Dla Teatru Młodzieżowego nie jest to pierwsza współpraca z Andriejem Andriejewem – teatr od siedmiu lat odnosi wielkie sukcesy. mijają lata spektakl „Tartuffe” na podstawie sztuki Jeana Baptiste’a Moliera.

Reżyser: Czczony Artysta Republiki Karelii Andrey Andreev
Ruch sceniczny: Igor Kaczajew
Scenograf: Czczony Artysta Rosji, laureat Nagroda Państwowa Rosja Aleksander Orłow
Projektantka kostiumów: Irina Czerednikowa
Projektant oświetlenia: Denis Dyachenko
Aranżacja muzyczna: Andriej Pirog

Głównymi gwiazdami tego spektaklu są Kukhareshin i Untilova, ale inni artyści nie drobne role Zdjęcie ze strony internetowej Teatru Młodzieżowego na Fontance. Zdjęcie: Julia Kudryashova

„Winni bez winy” w Teatrze Młodzieżowym na Fontance: Spektakl charytatywny dla wszystkich

W nowej inscenizacji sztuki Ostrowskiego nie ma małych ról ani małych aktorów

05.01.18 teatr

Produkcja sztuki Ostrowskiego „Winny bez winy” w Teatrze Młodzieżowym na Fontance została pomyślana jako prezent z okazji rocznicy aktorki Ekateriny Untilovej. Musiał nastąpić występ na korzyść. Tak to się skończyło. Nie tylko jeden – każdy aktor zaangażowany w nowy spektakl może śmiało uznać to za swój korzystny występ.

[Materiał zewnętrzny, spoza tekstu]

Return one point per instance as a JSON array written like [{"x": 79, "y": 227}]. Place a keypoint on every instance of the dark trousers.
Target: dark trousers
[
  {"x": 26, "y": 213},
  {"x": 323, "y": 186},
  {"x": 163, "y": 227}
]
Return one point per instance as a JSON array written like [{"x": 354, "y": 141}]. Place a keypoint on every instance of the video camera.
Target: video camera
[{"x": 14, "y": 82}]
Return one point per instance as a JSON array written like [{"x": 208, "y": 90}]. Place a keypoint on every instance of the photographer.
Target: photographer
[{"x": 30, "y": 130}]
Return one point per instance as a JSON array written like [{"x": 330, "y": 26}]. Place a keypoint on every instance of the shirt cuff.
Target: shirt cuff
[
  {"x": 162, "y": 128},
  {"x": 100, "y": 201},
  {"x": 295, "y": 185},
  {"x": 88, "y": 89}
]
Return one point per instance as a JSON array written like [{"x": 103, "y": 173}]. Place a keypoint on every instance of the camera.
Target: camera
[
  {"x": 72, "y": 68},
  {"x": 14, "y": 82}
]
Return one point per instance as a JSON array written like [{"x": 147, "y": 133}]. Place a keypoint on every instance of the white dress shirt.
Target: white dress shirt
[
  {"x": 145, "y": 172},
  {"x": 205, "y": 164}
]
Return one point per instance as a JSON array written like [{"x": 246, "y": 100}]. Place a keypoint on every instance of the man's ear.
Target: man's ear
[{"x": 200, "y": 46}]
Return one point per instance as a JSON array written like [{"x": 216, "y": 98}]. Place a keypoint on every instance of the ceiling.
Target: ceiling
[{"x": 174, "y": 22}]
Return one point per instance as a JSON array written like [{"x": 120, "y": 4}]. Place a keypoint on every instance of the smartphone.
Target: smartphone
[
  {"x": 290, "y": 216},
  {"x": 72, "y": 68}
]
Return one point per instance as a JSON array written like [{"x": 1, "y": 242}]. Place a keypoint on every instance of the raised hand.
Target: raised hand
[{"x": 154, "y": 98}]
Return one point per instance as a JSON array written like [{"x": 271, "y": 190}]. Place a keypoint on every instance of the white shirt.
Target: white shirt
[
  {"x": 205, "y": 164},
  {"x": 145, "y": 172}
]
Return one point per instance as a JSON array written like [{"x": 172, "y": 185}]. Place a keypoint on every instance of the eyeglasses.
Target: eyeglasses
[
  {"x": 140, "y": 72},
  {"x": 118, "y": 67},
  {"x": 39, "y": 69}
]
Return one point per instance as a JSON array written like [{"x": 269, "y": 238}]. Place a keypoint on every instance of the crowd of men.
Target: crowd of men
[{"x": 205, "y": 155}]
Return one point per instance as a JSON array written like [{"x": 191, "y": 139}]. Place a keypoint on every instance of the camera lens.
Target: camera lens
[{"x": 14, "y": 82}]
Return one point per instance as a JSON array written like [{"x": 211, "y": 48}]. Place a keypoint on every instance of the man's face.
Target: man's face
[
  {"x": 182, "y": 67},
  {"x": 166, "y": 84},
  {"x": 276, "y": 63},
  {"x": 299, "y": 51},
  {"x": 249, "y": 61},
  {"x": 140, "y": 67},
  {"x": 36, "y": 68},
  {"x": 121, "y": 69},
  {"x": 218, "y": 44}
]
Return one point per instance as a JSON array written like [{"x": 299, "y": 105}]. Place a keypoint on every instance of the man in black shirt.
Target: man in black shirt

Klasyka jako fabuła serialu

To jest ogólnie rzecz biorąc cecha wyróżniająca We wszystkich produkcjach Molodezhny nie ma małych ról ani małych aktorów. Każda, nawet epizodyczna postać ma swoją historię, swoje charakterystyczne, zapadające w pamięć cechy. Potencjalni beneficjenci mogą zatem rozważyć, czy chcą podzielić się chwałą. A to nie jest łatwe zadanie dla aktora – nie nakrywać się kocem, zwłaszcza jeśli spektakl został pomyślany jako występ benefisowy. W przypadku sztuki Ostrowskiego nic takiego się nie wydarzyło – „bohater okazji” hojnie podzielił się „kocem”, w wyniku czego powstał spektakl, w którym każdy aktor był premierem.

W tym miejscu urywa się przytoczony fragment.